Usted sabe bien que en esta industria se habla de blockbuste cuando una innovación supera los mil millones de dólares al año en ventas. Algo así. Las compañías están siempre en búsqueda de ese tipo de droga o agente biológico. Esta industria es una ruleta. Se apuesta mucho, se gana poco. Somos parte de un capitalismo extraño: la ciencia es sofisticada, la comercialización agresiva y la idea del negocio simple: apostarles a muchas cosas en espera del soñado blockbuster que con frecuencia es resultado del azar, no del conocimiento. Esta industria es una suerte de sistematización de la serendipia, una rutina que se repite, que la mayoría de las veces produce resultados triviales o inexistentes, pero que, de vez en cuando, da en el blanco de manera espectacular y esconde miles de fracasos.
Esta vez había un elemento adicional. Dimos con una terapia que tenía una aplicación general. No era para tratar una enfermedad o condición específica. Era para todos. Uno de nuestros científicos propuso en una reunión, de manera consciente, responsable, que deberíamos concentrarnos en personas con mayor riesgo, con diabetes, hipertensión, etc. No fue escuchada. Había efectos heterogéneos, sin duda. Los ensayos clínicos interrumpidos alcanzaron a sugerirlos. Pero todos podían beneficiarse.

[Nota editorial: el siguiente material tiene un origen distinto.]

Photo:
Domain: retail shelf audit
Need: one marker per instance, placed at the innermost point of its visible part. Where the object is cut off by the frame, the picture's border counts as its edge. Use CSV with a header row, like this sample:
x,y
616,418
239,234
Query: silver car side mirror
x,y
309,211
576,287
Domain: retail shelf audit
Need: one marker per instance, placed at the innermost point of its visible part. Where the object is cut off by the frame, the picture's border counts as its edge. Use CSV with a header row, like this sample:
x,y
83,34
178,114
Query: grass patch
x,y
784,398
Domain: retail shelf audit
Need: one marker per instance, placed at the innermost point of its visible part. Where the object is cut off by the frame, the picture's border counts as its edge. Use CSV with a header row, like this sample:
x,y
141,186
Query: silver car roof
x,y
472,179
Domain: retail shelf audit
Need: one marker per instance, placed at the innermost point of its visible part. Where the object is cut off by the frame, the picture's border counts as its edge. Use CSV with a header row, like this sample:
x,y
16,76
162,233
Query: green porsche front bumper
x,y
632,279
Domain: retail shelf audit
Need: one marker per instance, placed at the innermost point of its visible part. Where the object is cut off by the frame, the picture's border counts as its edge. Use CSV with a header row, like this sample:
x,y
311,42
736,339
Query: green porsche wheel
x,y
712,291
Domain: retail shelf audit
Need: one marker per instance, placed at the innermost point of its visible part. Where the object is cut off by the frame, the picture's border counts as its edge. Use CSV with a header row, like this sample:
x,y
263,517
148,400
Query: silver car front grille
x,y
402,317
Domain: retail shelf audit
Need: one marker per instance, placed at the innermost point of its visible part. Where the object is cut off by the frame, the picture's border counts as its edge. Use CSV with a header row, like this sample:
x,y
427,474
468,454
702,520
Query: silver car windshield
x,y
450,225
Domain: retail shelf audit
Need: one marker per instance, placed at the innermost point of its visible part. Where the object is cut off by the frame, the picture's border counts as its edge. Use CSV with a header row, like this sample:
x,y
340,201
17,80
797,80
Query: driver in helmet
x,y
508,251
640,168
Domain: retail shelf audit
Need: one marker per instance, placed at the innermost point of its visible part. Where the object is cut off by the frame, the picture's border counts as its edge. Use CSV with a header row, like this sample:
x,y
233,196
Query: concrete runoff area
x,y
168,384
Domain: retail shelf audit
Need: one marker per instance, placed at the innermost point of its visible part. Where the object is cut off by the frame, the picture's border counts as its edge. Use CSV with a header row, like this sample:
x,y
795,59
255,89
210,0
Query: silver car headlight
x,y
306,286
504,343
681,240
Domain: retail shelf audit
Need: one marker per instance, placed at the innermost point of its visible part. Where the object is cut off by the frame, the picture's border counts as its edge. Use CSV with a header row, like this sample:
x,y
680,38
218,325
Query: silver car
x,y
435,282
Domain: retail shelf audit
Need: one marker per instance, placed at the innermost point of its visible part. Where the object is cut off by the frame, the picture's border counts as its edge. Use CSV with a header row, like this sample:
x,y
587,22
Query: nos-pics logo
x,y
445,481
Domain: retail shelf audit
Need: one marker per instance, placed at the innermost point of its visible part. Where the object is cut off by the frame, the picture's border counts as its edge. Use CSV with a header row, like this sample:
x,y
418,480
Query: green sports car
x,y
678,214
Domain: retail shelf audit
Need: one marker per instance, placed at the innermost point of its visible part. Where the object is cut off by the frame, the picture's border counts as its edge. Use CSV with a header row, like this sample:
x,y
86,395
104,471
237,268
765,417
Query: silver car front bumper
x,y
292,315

La historia que sigue voy a abreviarla. La conoce usted bien. Voy a contarla solamente por cuestiones de exhaustividad. Esta carta no es una confesión. Es una reiteración, una constancia, una denuncia de la locura que produce el capitalismo cuando decide aprovecharse de nuestro lado flaco, más vulnerable: el miedo a la muerte, a la nada.
Disculpas por los devaneos existencialistas. Continúo ahora sí con la historia. El primer problema fue financiero. El pricing no era fácil. En Estados Unidos, como la ley nos da la ventaja de no tener que negociar con el Gobierno, fijamos un precio más alto. Con otros gobiernos negociamos precios menores. Los gobiernos pusieron cuotas, trataron de manejar la demanda, pero no pudieron. La presión social los desbordó. Los médicos prescribían la terapía casi automáticamente. Un consentimiento informado y listo. Las presiones financieras fueron tantas que los sistemas de salud se vieron afectados, algunos tuvieron que bajar el gasto en medicamentos esenciales y en programas de salud pública. En los países más pobres, la gente no tuvo acceso. Solo llegaron las noticias (como si fueran de otro mundo), lo que alimentó el desconsuelo y la frustración.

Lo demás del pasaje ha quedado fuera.